As everyone knows we change our clocks twice a year – In Spring, the clocks go forward one hour and British Summer Time begins. In Autumn the clocks go back as British Summer Time comes to an end and the UK reverts back to Greenwich Mean Time (GMT).
In the United States, daylight saving time was first used in 1918 when a bill introduced the idea of a seasonal time shift.
It lasted seven months before the bill was repealed. During World War II, President Franklin Roosevelt re-established the idea of daylight saving time.
British Summer Time, also known as Daylight Saving Time, was the brainchild of a builder from Kent called William Willett. The story goes that one day on his way back from riding his horse in Petts Wood near his home in the early 1900s, he noticed many of the blinds and curtains in the neighbouring houses were still drawn, even though it was light. This led him to consider the idea of adapting the time to better fit daylight hours. Back then the clocks were set all year round to Greenwich Mean Time (GMT), meaning it was light by 3.00 am and dark around 9.00 pm in the summer.
His original proposal was for the clocks to be put forward by 80 minutes in total, in four steps of 20 minutes each Sunday at 2.00 am during April and turned back in the same way in September. He argued that this would mean longer daylight hours for recreation, improving health and also saving the country money in lighting costs.
The ritual owes its origins in the UK to the first world war. The annual hourly changing of the clock was first established in the UK more than 100 years ago under the Summer Time Act 1916 and was introduced by an Act of Parliament as it was thought that lighter evenings might preserve fuel for the war effort. The idea was first entertained because some people thought that by sleeping through daylight in the summer, the day was being wasted.
Through his vigorous campaigning, in 1908 Willett got the support of the MP Robert Pearce who championed the idea, albeit unsuccessfully, in the House of Commons.
The idea resurfaced during World War One when the need to conserve coal made the suggestion of daylight saving more pertinent. Germany had already introduced a similar scheme when the Summer Time Act was finally passed in the UK on 17th May 1916. The clocks went forward one hour on the following Sunday, 21st May.
The time changes were widely advertised in the press. To return to GMT on 1st October 1916, people were advised to put their clocks forward by 11 hours rather than turning the hands back an hour, as in those days this would break the mechanism.
Sadly William Willett died of the flu in 1915 aged 58 and never lived to see his daylight saving ideas become law. Rather fittingly, in Petts Wood there is a memorial sundial, set permanently to Daylight Saving Time, to honour him.
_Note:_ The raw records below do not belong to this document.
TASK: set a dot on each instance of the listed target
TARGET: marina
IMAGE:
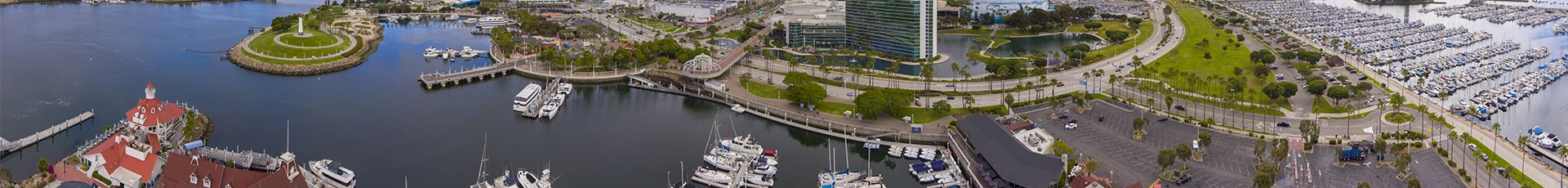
(11, 146)
(1509, 93)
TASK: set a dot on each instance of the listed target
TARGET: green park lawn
(264, 44)
(1189, 56)
(1145, 30)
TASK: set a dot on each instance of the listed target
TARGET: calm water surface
(63, 58)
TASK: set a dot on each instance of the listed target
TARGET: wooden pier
(11, 146)
(465, 75)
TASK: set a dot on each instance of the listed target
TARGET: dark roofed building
(1010, 163)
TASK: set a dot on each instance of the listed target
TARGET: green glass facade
(806, 34)
(894, 27)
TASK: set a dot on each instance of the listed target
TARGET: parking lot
(1228, 163)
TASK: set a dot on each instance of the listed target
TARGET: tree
(1205, 140)
(1165, 159)
(1316, 87)
(941, 107)
(1060, 148)
(804, 93)
(1259, 150)
(1094, 25)
(1169, 102)
(42, 163)
(1338, 93)
(1402, 163)
(797, 78)
(1138, 123)
(1117, 35)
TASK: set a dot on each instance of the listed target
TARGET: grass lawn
(264, 44)
(661, 25)
(1189, 58)
(763, 90)
(1106, 25)
(1145, 30)
(998, 41)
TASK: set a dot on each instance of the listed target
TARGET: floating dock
(11, 146)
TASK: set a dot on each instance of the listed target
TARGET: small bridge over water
(729, 60)
(11, 146)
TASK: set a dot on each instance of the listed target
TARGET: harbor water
(65, 58)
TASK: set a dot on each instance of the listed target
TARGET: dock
(540, 99)
(1548, 154)
(11, 146)
(466, 75)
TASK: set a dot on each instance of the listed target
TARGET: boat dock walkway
(1548, 154)
(466, 75)
(540, 99)
(11, 146)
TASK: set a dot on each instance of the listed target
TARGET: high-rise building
(894, 27)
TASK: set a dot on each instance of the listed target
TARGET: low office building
(1007, 162)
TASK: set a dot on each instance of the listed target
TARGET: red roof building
(124, 160)
(154, 116)
(201, 171)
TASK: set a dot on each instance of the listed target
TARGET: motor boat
(830, 177)
(761, 179)
(710, 174)
(720, 162)
(431, 52)
(330, 174)
(742, 145)
(529, 181)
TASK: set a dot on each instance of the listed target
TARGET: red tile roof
(114, 152)
(156, 112)
(179, 169)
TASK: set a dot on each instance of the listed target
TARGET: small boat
(529, 181)
(332, 176)
(761, 179)
(720, 162)
(710, 174)
(896, 150)
(765, 169)
(830, 177)
(431, 52)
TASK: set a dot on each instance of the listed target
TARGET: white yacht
(431, 52)
(710, 174)
(332, 176)
(720, 162)
(760, 179)
(742, 145)
(491, 20)
(828, 177)
(529, 181)
(470, 52)
(524, 97)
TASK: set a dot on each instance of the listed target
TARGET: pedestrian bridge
(729, 60)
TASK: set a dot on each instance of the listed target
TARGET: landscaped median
(284, 52)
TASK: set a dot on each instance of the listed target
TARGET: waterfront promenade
(11, 146)
(1547, 176)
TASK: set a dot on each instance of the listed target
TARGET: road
(1542, 174)
(1148, 49)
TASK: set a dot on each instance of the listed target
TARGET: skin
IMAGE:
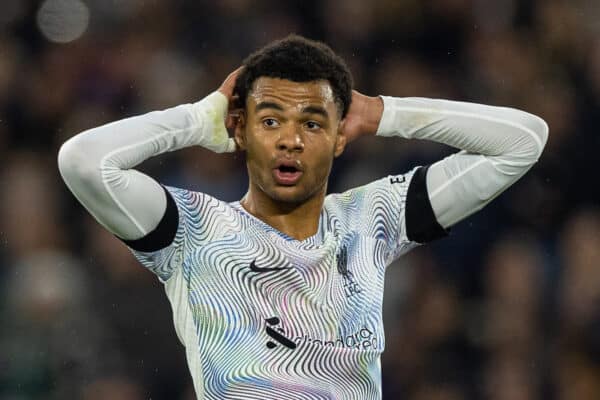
(295, 122)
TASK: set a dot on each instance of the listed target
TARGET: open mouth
(287, 175)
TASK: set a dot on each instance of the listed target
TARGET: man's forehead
(287, 91)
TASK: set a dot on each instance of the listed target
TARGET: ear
(239, 134)
(341, 140)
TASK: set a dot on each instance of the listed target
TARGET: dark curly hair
(297, 59)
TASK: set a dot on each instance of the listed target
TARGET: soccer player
(279, 295)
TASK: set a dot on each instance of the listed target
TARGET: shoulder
(364, 206)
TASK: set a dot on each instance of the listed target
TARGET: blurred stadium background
(507, 308)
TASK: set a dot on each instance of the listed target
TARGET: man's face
(290, 131)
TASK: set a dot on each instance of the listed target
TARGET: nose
(290, 139)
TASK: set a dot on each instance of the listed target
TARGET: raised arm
(97, 164)
(498, 145)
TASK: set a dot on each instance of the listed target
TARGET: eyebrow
(306, 110)
(267, 104)
(315, 110)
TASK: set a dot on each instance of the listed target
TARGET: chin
(289, 194)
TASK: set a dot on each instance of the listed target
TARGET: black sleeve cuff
(421, 224)
(164, 234)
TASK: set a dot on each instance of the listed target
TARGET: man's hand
(227, 88)
(363, 116)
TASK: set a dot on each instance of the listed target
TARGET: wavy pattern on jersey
(324, 294)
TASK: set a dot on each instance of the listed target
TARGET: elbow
(74, 164)
(538, 129)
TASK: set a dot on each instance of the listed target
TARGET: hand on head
(227, 88)
(363, 116)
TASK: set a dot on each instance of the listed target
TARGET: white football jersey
(265, 316)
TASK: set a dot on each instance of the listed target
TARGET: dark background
(506, 308)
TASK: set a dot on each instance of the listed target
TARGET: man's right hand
(227, 88)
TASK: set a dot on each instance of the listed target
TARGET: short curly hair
(297, 59)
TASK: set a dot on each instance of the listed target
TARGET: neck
(296, 220)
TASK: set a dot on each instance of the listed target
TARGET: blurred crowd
(506, 308)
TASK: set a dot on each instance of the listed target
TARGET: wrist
(372, 114)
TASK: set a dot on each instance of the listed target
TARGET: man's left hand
(363, 116)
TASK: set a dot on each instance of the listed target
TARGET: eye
(270, 123)
(312, 125)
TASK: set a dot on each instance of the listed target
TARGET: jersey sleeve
(162, 250)
(397, 210)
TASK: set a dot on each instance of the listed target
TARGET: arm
(97, 164)
(498, 146)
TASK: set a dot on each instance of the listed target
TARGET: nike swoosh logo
(255, 268)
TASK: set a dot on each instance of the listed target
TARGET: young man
(279, 295)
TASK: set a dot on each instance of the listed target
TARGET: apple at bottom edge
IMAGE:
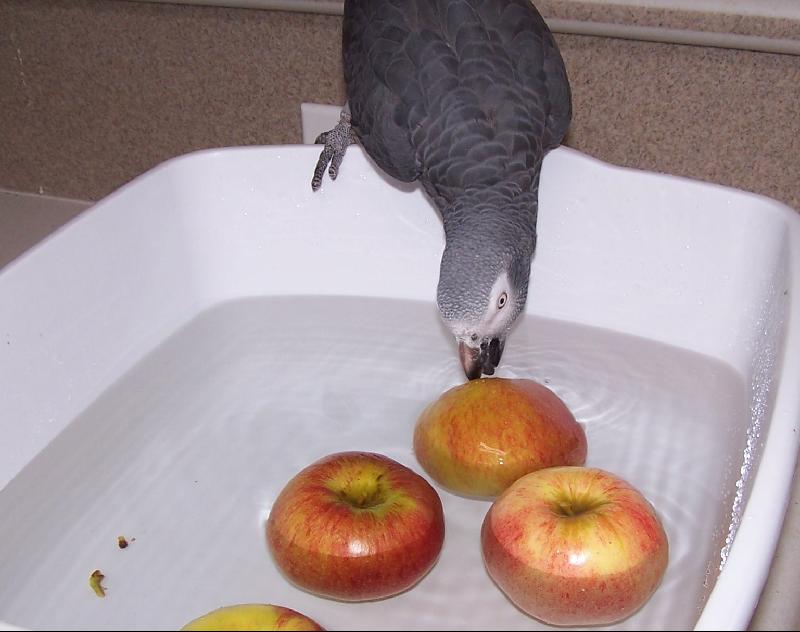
(253, 616)
(356, 526)
(574, 546)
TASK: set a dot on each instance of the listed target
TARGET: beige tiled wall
(94, 92)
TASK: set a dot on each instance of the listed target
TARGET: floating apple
(574, 546)
(356, 526)
(253, 617)
(478, 438)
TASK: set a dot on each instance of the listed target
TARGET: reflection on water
(187, 451)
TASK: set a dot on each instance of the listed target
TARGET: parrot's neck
(503, 211)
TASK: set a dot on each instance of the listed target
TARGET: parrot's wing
(381, 81)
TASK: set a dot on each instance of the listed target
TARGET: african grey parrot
(465, 96)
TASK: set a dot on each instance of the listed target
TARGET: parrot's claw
(336, 142)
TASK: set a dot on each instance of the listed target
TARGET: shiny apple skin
(479, 437)
(356, 526)
(574, 546)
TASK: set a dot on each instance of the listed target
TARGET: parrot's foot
(336, 142)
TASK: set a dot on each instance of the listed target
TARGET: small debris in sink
(95, 580)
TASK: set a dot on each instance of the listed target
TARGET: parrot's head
(483, 286)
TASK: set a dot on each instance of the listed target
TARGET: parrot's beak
(484, 359)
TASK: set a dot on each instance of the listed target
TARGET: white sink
(173, 356)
During the Second World War, in 1941 Britain adopted British Double Summer Time, which saw clocks being put forward two hours ahead of GMT. The clocks were turned back to GMT at the end of summer 1945. However because of severe fuel shortages resulting from the harsh winter of 1946/47, the UK returned to British Double Summer Time during the summer of 1947.
Since its introduction, Daylight Saving Time has had both its advocates and critics. Advocates for the system claim the lighter summer mornings save energy, reduce traffic accidents and get people out and about and
Critics however claim that if adopted all year round (known as British Standard Time), this would result in darker winter mornings which would be more dangerous for children going to school and for those in the north and Scotland. The sun would not rise until well into the morning leaving farmers working for several hours in the dark each morning in the winter. The Harold Wilson government adopted British Standard Time between 27th October 1968 and 31st October 1971 as a trial but after a free vote, the House of Commons chose to end the experiment.
Several attempts to amend or repeal British Summer Time have been brought to the House of Commons in recent years, however currently the UK retains the system first advocated back in the Edwardian era by William Willett.